Most importantly just do what you can and start small. It’s the small changes that make the big difference.
What top tips can you give to all of us about how to decrease our impact on the environment?
Look at what you have on your desk right now, so much is plastic – scary right? Change your sellotape to brown tape (yes it is just as sticky!) make sure all your bulbs are LED, carry a water bottle and reusable coffee cup. Talk about sustainability, spread the word and encourage friends and family to do the same.
But my best tip would be to find one change every week that you can do to make a difference. Don’t beat yourself up about the changes you can’t make, choose a different battle.
Every bit of plastic ever made still exists, so every time you support a sustainable business you are helping to reduce your plastic footprint. Support and think sustainable!
What’s on the horizon for The Haines Collection in 2020?

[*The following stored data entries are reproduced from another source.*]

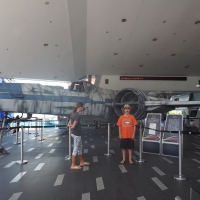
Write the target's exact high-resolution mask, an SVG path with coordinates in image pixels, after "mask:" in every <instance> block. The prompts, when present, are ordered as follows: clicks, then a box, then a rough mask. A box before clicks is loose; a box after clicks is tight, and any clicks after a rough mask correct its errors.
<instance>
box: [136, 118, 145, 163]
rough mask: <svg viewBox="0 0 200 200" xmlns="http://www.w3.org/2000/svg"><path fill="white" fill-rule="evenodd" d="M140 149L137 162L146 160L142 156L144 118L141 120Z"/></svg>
mask: <svg viewBox="0 0 200 200" xmlns="http://www.w3.org/2000/svg"><path fill="white" fill-rule="evenodd" d="M139 151H140V152H139V153H140V155H139V160H137V162H145V160H144V159H143V158H142V120H140V135H139Z"/></svg>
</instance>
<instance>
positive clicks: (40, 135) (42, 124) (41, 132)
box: [39, 119, 45, 142]
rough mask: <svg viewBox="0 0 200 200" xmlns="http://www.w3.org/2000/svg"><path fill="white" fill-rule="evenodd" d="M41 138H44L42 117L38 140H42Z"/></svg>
mask: <svg viewBox="0 0 200 200" xmlns="http://www.w3.org/2000/svg"><path fill="white" fill-rule="evenodd" d="M43 140H45V139H44V138H43V119H41V134H40V140H39V141H41V142H42V141H43Z"/></svg>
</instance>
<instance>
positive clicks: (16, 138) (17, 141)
mask: <svg viewBox="0 0 200 200" xmlns="http://www.w3.org/2000/svg"><path fill="white" fill-rule="evenodd" d="M15 127H17V121H16V122H15ZM15 130H16V141H15V143H14V144H20V142H19V141H18V137H19V136H18V133H19V132H18V127H17V128H16V129H15Z"/></svg>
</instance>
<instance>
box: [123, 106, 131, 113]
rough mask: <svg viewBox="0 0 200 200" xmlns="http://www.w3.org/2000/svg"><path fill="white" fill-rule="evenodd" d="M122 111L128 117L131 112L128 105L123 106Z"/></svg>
mask: <svg viewBox="0 0 200 200" xmlns="http://www.w3.org/2000/svg"><path fill="white" fill-rule="evenodd" d="M123 110H124V114H125V115H128V114H130V112H131V106H130V105H129V104H125V105H124V108H123Z"/></svg>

I’ve been keen to partner with a charity so that I can have the option for companies give the profits of sales to a good cause. I’ve just started working with Waste Aid UK who support teaching waste management and recycling skills in the world’s poorest places. Waste isn’t just filling up landfill it’s causing the spread of disease, polluting the oceans and adding to the climate crisis. I’m really excited to see where our relationship can go and what a difference we can make.
I’m launching Wallpaper in March and want to spend this year getting the word out there about interiors waste and working with some large companies to help them to be more conscious about their waste.